L’ile, intelligemment mise en valeur et débarrassée de toutes les entraves d’un statut départemental qui lui vaut tous les inconvénients d’un département en la privant de tous les avantages du contact direct, peut atteindre et supporter facilement une population d’un million d’habitants dont la qualité exceptionnelle a été démontrée dans la création de l’ancien empire colonial qui est, en grande partie, l’œuvre des Corses.

Nous pourrons avoir, à ce moment-là, un budget de 120 milliards qui permettra de rembourser l’emprunt de démarrage avec une incidence à peu près nulle sur le coût de la vie, si l’on tient compte des investissements considérables qui d’ici là se seront réalisés dans notre chère ile. (Henry Sanesi)

 


1er Mars 1960 : « Faut-il avoir recours aux Corses expatriés pour aider au relèvement de notre île ? »
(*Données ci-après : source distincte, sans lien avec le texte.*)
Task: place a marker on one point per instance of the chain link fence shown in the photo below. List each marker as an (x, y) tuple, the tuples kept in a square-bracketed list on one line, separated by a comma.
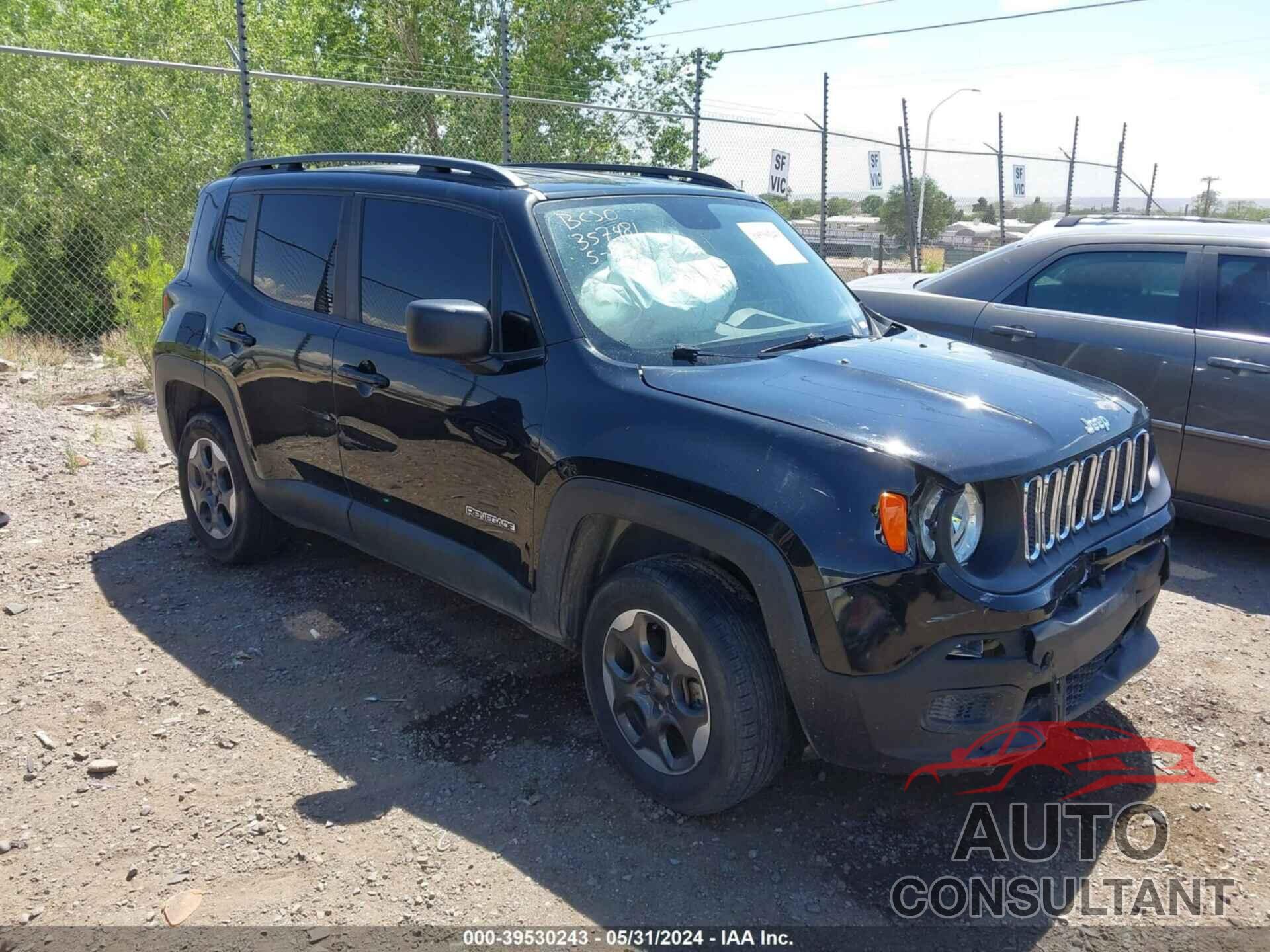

Publié le 19 octobre 2017 à 6:15

L’idée a été lancée par le Groupement de la défense des intérêts économiques de la Corse, dans un rapport présenté aux autorités responsables par son président, M. Martini. Ce rapport contient des suggestions du plus haut intérêt, mais l’une d’elles me parait quelque peu discutable. Elle vise à faire appel aux Corses « expatriés» pour leur demander de souscrire à un emprunt d’équipement amortissable en vingt ans et de l’ordre de dix milliards d’anciens francs. Ce groupement est peiné de voir l’Etat faire si peu de cas de notre ile, et las d’attendre un secours qui ne vient pas, il en arrive à demander aux Corses eux-mêmes de faire les frais du redressement économique de leur ile. C’est une disposition d’application difficile. Comment recenser et atteindre tous les compatriotes installés hors du pays natal ? Doit-on compter les Corses installé dans la métropole ? Qui serait charger de collecter les fonds, de verser les intérêts des sommes prêtées et de procéder au remboursement de celles-ci aux échéances prévue ? Dix milliards, n’est ce pas une somme un peu trop élevée en égard aux ressources de la plupart de nos compatriotes, qui vivent du produit de leur travail et non de leurs rentes ? D’autre part, il n’est pas moral que l’Etat se décharge des obligations qui sont les siennes et qui doivent lui incomber en propre. Ce geste pourrait créer un précédent fâcheux et pourrait à la longue porter atteinte à l’unité nationale. L’Etat pourrait-il le faire sans se déconsidérer et ne perdrait-t-il pas la face en montrant ainsi son impuissance au regard de ses devoirs essentiels ? Aller dans le sens de la proposition envisagée serait glisser dans la voie de l’autonomie interne sur le plan économie. Oui, ce « farà da se » ne parait pas opportun dans la conjoncture présente. Les Corses ont payé assez l’impôt du sang et ne doivent pas payer de leur argent le redressement de la Corse. Je viens d’exprimer là une opinion toute personnnelle. Il se peut que je sois dans l’erreur. Si l’idée est bonne, notre Conseil général ne manquera pas de la retenir. Car c’est lui, en définitive, le meilleur juge dans une telle matière.